The important thing to remember is that you will be signing these documents under oath—that is, under the penalty of perjury. So, you need to make sure the answers are correct, to the best of your knowledge. If you testify differently at trial, the other side will make you out to be a liar or at least mistaken—either of which will hurt your credibility and your case. Even a mild mistake—like saying that the other car hit the driver’s side of your vehicle instead of the passenger side could hurt you at trial. So please, read every word and make sure that it is absolutely correct.
That said, there are some questions you need to focus on:
- How the collision occurred: you need to give your lawyer all the information—what road were you one, what is the nearest intersection, what are nearby landmarks, what speed were you going, where was the other vehicle, how fast was the other vehicle going, when did you first see the other vehicle, how many lanes on each roads, were there any traffic lights or signs, what do the road markings look like, and most importantly, how did the collision occur?
- What medical care did you receive: after the collision, did you receive any medical care? Where did you go? Your lawyer needs to collect your medical records and bills well in advance of trial, so please make sure that the list is correct. Don’t forget about urgent care, ambulance, and visits to your primary care doctor.
- What are your damages: aside from your medical bills, what other damages did you have? Lost wages? If so, you might need to get paystubs from your job (about 15 weeks prior to the collision should help, as well as proof of lower pay while you were recovering). Also, notes from the doctor putting you off of work are useful (doctors don’t always put those in with your medical records, so please keep copies!). Property Damage? Did your prescription sunglasses fly off your head and get damaged? Get your lawyer a receipt for the replacement. Did your car sustain damage, and you paid out-of-pocket for the deductible or repair? Get documentation to your lawyer. Other Damages? Perhaps you had to drive back and forth to the doctor—keep track of your mileage. Maybe you purchased extra Advil at the grocery store—keep your receipts. Maybe your car was in the shop for a week and you needed a rental, or used an Uber—keep receipts and documentation.

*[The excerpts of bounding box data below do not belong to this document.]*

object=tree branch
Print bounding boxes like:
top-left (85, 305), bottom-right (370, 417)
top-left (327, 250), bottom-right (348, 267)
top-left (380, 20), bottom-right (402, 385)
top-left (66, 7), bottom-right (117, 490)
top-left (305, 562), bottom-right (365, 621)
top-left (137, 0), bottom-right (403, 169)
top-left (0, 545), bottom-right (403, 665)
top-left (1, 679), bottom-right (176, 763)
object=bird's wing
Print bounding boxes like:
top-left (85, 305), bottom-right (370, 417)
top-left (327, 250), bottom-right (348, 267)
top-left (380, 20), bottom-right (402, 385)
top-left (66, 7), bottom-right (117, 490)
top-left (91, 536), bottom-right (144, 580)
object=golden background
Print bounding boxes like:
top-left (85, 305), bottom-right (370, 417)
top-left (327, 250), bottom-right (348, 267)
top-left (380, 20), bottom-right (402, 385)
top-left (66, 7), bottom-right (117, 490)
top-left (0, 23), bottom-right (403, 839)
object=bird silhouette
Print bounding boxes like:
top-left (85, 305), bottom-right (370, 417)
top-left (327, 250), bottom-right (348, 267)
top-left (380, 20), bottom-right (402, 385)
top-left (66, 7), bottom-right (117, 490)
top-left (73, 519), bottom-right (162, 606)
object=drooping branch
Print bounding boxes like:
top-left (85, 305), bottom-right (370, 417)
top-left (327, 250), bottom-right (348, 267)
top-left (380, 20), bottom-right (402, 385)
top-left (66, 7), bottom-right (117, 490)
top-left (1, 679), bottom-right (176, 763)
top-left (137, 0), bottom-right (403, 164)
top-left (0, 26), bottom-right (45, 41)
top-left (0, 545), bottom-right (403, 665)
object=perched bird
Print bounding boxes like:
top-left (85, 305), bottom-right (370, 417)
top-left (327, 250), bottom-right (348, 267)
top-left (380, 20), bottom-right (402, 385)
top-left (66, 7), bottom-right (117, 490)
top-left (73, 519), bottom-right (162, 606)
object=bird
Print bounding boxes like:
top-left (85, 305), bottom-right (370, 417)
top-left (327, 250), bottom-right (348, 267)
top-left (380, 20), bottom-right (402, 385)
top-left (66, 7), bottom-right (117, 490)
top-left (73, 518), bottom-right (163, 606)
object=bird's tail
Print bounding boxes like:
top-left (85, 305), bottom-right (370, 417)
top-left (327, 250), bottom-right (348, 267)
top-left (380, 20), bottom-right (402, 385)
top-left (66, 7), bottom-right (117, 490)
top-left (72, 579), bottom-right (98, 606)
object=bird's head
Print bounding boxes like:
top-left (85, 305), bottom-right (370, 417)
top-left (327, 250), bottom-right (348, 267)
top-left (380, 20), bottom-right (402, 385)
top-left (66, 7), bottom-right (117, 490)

- What was your prior medical history: it sounds like overkill, but this is an extremely important question. We want to know the past 15 years of your medical history. To the best of your ability, tell us every doctor you went to (including your primary care doctor), every disease, surgery, illness or problem you went to the doctor to, and every bit of medication you have been prescribed. We especially need to know if you ever had injuries to the same parts of your body that were injured in this collision. This is important because at trial, the defense may try to argue that some of your injuries were pre-existing.
- Prior/Subsequent accidents: if you ever had any other significant accidents (auto collisions, dog bites, work injuries, fell of a ladder, slip-and-fall, snow shoveling back injury, etc.), then you need to let your lawyers know as many details as possible. Again, the other side might argue that those accidents caused current problems, and we need to know about it in order to help prove that they are not an issue for your case.
- Criminal history: were you ever arrested? Let us know. Most of the time, your criminal history is irrelevant at trial. But, we can’t protect you if we don’t know about it. Tell us about all arrests, and tell us about all convictions (date, court location, case number if you have it, and what you were convicted of).
- Witnesses: did anyone else see the collision? Do you have their contact information? We need to be able to get them to trial if they can help you.
- Conversations: Did anyone else talk to you at the scene of the collision? Did the other driver apologize to you or say anything? Sometimes, things said to you can be admissible in court. We had one case where a driver told our client that he wasn’t paying attention because his son’s hamster got out of his cage in the car. He denied being at fault at trial, but when we questioned the other side about his son’s hamster (how else would we know about it?), the judge ended up believing our client’s description of the collision. Every little detail can make a difference.
- Property damage: was there any damage to the vehicles? Do you have photographs? We need every photograph, even if you think it doesn’t show anything important. Sometimes, small details, like leaked car fluids on the roadway, can be extremely important to show who was at fault.